The U.S. Health and Human Services Department (HHS) yesterday released the spring edition of its twice-annual public inventory of forthcoming regulatory actions. Although it was silent about the 340B program, 340B stakeholders shouldn’t breathe a sigh of relief yet.
Just because HHS’s latest semi-annual regulatory agenda is mum about 340B, that doesn’t mean there is nothing 340B-related in HHS’s regulatory pipeline, or that something could be added later.
For example, the agenda did not include continuing activity at HHS about the Trump administration’s final rule requiring 340B health centers to provide insulin and injectable epinephrine devices like EpiPens at 340B acquisition cost to patients with low incomes.
The Biden administration on March 19 pushed back the rule’s effective date, from March 22 until July 20. It originally was set to take effect on Jan. 22 but the new administration delayed it for 60 days. Health centers are strongly against the rule. They say it ultimately would do little good and considerable harm. The Biden administration said it is considering revising or withdrawing the rule.
How HHS Secretary Xavier Becerra decides to deal with emerging legal challenges to the 340B administrative dispute resolution (ADR) final rule also is not covered in HHS’s new agenda. Because this is a new development, its exclusion from the agenda is not a surprise.

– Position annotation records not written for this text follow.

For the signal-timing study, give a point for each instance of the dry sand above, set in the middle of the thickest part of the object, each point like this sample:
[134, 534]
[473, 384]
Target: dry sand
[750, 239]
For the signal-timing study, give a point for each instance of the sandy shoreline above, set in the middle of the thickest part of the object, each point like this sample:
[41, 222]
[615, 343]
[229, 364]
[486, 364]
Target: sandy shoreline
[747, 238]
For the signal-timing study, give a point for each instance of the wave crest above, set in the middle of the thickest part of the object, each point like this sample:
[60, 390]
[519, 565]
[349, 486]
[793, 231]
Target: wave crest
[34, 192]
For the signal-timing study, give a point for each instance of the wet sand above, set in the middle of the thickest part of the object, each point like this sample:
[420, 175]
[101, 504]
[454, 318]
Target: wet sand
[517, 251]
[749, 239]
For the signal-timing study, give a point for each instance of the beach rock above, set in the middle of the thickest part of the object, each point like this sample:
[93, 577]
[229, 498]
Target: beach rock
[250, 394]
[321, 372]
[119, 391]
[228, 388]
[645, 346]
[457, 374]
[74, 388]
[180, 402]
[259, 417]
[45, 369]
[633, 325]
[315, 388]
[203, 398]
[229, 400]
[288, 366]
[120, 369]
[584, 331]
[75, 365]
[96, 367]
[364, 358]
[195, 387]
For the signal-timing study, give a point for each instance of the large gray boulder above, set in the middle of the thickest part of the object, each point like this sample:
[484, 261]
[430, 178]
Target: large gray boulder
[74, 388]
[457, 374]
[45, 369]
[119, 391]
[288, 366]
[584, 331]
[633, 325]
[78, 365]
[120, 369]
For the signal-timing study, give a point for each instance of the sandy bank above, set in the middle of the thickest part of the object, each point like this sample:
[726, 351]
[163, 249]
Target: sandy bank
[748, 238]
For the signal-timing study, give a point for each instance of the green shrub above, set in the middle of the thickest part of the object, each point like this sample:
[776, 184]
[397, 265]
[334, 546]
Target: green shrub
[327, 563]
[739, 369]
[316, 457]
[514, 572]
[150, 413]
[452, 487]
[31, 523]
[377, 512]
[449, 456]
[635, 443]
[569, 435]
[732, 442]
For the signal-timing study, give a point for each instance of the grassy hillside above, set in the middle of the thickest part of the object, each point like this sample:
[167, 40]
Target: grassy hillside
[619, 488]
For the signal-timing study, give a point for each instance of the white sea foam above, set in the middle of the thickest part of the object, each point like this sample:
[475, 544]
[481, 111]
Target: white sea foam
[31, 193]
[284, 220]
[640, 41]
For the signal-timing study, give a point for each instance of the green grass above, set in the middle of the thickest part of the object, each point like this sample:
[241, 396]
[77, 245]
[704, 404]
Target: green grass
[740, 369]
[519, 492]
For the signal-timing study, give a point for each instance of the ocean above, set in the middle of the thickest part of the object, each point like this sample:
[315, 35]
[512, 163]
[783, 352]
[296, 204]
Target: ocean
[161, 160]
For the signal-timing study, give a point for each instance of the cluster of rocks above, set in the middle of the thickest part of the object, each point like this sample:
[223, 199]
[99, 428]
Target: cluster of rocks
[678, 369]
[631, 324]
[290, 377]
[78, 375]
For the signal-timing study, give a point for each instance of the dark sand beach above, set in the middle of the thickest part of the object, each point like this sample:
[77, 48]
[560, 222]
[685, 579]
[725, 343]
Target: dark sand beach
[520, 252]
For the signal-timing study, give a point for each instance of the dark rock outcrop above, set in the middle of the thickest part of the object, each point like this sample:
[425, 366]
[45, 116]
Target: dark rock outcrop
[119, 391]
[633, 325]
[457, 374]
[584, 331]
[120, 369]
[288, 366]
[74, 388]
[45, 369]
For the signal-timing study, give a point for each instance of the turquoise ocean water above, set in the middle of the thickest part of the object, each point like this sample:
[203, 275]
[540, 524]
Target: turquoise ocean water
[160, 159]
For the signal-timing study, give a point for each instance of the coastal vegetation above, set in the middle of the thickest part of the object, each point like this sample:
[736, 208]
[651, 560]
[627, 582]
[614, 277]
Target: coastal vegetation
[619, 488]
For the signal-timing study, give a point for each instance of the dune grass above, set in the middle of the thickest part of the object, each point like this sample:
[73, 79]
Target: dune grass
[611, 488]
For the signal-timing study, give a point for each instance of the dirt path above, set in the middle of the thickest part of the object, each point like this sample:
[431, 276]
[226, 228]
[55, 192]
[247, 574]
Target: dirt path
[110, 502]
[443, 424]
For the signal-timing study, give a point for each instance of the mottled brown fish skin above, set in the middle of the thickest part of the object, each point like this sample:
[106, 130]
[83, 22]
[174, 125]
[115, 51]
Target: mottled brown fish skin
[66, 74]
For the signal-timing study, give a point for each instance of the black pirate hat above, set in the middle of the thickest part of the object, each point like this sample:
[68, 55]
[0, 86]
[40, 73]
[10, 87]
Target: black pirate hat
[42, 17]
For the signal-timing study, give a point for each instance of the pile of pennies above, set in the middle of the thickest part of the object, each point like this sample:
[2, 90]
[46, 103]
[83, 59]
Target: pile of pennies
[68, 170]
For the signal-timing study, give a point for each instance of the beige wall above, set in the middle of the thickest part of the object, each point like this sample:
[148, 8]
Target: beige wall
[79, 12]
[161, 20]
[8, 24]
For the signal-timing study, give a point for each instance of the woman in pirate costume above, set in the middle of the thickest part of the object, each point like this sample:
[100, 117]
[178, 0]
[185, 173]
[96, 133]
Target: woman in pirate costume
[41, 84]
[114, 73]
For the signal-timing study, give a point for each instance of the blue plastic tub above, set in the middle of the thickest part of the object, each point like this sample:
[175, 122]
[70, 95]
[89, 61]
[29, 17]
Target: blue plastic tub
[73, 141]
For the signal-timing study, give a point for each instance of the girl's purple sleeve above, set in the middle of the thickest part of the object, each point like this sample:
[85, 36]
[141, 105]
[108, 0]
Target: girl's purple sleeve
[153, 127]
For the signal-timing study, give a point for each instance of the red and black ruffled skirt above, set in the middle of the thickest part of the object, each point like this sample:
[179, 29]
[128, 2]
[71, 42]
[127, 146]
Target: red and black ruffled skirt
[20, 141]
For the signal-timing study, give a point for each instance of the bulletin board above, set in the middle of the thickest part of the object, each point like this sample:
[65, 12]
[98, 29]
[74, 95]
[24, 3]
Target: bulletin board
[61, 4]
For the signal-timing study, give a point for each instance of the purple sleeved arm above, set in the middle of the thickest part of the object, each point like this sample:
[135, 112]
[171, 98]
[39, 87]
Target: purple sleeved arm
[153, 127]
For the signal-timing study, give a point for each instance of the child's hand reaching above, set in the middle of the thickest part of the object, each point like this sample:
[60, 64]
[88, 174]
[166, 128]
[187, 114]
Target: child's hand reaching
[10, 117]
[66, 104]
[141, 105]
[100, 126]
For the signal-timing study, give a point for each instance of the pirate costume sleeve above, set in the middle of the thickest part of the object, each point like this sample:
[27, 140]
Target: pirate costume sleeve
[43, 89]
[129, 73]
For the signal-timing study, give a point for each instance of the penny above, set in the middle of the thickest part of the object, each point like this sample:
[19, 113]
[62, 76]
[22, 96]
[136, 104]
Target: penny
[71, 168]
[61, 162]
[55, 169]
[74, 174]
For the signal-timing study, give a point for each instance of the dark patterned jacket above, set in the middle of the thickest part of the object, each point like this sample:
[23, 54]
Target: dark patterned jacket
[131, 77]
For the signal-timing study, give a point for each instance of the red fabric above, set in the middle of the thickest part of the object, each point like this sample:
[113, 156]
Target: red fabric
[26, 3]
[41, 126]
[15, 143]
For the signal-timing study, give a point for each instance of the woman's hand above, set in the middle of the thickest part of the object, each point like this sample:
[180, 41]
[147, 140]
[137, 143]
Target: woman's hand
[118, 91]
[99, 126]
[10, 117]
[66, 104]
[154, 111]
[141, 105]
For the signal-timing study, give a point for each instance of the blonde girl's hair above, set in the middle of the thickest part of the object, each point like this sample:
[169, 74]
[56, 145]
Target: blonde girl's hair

A federal district judge in Indianapolis last month temporarily enjoined HHS from holding 340B administrative dispute resolution (ADR) proceedings against drug manufacturer Eli Lilly. U.S. District Judge Sarah Evans Barker said Lilly has made a strong case that HHS, during the Trump administration, disregarded procedural requirements when it published the 340B ADR final rule in December. Barker said she assumed HHS will want to promulgate a procedurally valid rule expeditiously. HHS has not yet said how it will respond to the temporary injunction. Drug manufacturer Sanofi is also challenging the 340B ADR rule in court.
HHS’s spring agenda says that the Centers for Medicare & Medicaid Services (CMS) aims to publish its annual proposed rule for the Medicare hospital outpatient prospective payment system (OPPS) in June. 340B program stakeholders are waiting to find out if the Biden administration will end or continue a nearly 30 percent cut in many 340B hospitals’ Medicare Part B drug reimbursement that the Trump administration implemented starting in 2018.
A number of groups representing 340B hospitals have strongly objected to the cuts and are currently asking the U.S. Supreme Court to intervene. For profit-hospitals support the cuts and have launched a concerted effort to retain them.